From May 2023 https://www.generali.co.uk/Media/Podcasts.html article and partial transcript here https://www.hrgrapevine.com/content...mployer-support-generali-uk-employee-benefits
My heart sank when I saw it was Beverley Knops being interviewed as an ME/CFS expert. She was co author of a dreadful recent book on ME/CFS that I reviewed where they made light of the symptoms and gave a stupidly upbeat view of outcomes and promoted return to work. So here she does the same: So she dismembers the NICE definition of ME/CFS, suggesting only some of us have each of the core symptoms and making them sound much less severe than the reality. It suggests to me she only sees people with the mildest ME/CFS and probably some misdiagnosed. The section on return to work and workplace adjustments is again geared to the mildly affected. It sort of sounds understanding and helpful with all it's listen to people and make them feel valued stuff, but then you get things like: Always the emphasis on being positive, upbeat, work is good for you as part of your recovery etc.
"Beverly Knops. Executive Manager and Senior Specialist Occupational Therapist Vitality360 . DipCOT, MRCOT, MBACME ... "
BACME website: https://bacme.info/people/beverley-knops/ I suspect most of Vitality 360's work comes from employers wanting to get their employees with fatigue, pain and ME/CFS back to work quicker. Maybe she does a good job with the most mildly affected who are able to work, but her book had nothing to offer for anyone else.
And we are supposed to be trusting BACME now??? Not on your Nellie. Vitality 360 is the same old Sh*t - conflate non specific fatigue and insomnia with ME - and sell the misinformation to employers. We should be light years beyond that nonsense now. As I have limited years on this earth at this point (age) it's making me even more fearful for my future that 2 years after the new NICE Guideline that opportunists are still exploiting the 'ME = fatigue/tiredness/symptoms common in the general population' BS. At my worst (well, at 70% of my worst, because at my worst I was not conscious or capable of any thought or movement at all) I used to reflect how totally horrific it must be for children with 'whatever it was I had' - and also reflected how difficult life must be for elderly people who were as frail as I was. Now I am in actual fear of eventually having to go into a care home - and being chivvied/bullied to be more active than I can be. For many ME sufferers sitting up at a table to eat is either impossible or a form of physical labour so hard it may as well be punishment. And I have no hope that care home management or staff will be educated about ME enough to not be a danger to me. I am not there yet. Frankly I never want to be in that position again - being so sick and helpless and dependent on clueless carers, or no one, as it was for the first 2 years of illness). It seems there has been no progress in the 30 years I have been sick - and we can't survive on hope. Why the hell should we?

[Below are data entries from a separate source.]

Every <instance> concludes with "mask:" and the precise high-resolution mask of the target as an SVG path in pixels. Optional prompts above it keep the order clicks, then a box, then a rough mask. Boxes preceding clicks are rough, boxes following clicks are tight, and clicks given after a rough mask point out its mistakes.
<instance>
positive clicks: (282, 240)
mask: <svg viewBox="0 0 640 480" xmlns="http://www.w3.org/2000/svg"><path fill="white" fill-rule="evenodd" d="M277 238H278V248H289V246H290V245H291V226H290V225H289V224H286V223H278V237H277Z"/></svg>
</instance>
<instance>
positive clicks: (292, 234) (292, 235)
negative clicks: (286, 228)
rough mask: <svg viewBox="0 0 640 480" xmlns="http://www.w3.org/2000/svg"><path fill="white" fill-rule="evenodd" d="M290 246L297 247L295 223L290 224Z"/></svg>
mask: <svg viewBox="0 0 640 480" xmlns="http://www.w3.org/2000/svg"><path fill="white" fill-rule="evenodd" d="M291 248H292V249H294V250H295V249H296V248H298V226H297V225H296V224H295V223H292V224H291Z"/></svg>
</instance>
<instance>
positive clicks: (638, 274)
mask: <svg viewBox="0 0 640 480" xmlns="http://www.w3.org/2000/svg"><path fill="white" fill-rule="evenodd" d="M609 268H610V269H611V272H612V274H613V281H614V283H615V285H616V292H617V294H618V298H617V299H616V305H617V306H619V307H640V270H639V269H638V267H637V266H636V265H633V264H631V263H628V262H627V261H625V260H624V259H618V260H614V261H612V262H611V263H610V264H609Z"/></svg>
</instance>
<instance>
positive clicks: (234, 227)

I was required to engage with V360 as part of my Income Protection award and to be fair, my experience overall was positive - despite my concerns going in. I had 3 Zoom sessions with Beverley Knopps (the assessment was split at her suggestion so as to minimise the impact on me), who was very pleasant, listened to my history and made various practical suggestions about management approaches/techniques. We discussed up front, my concerns about having been referred to them, including a very frank conversation about CBT/GET (as this was just as the draft NICE GL had been released) which were never mentioned again. At the end of the assessment, she said, it was clear I wasn't able to work, which would be the report going back to the insurer (at which point I had a little weep of relief) and that other than counselling, there was nothing they could really offer me. I was then referred to a counsellor, who I spoke to every few weeks for about 18 months, which was really helpful in coming to terms with the life changing illness that ME is and developing/refining management techniques - challenging my views of what I could do and reducing activity levels rather than increasing them. At no point in the best part of 2 years I was under them, did I feel any pressure to return to work (other than the pressure I was putting on myself), do anything that wasn't in the best interests of my health and well-being. It was made clear to me early on that my employer wouldn't want me back unless I was able to reliably return to work. A lot of which was what I needed to hear. The reports that they produced every 3 months to the insurer were fair and accurate reflections of my state and engagement, were approved by me before they were sent, allowing me to ask for minor changes as needed. I could write a book about the Income Protection claim process and the horror story that became (and periodically still is), but the V360 experience, including dealings with Knopps, for me at least, an informed patient in the early stages of my illness, was broadly speaking, positive.
That's good to hear, Fainbrog. I wonder why Beverley Knops was willing to put her name to such an awful book, given your experience. I did get the impression that the worst parts were produced by the other author who is a doctor and whose tweets came across as arrogant.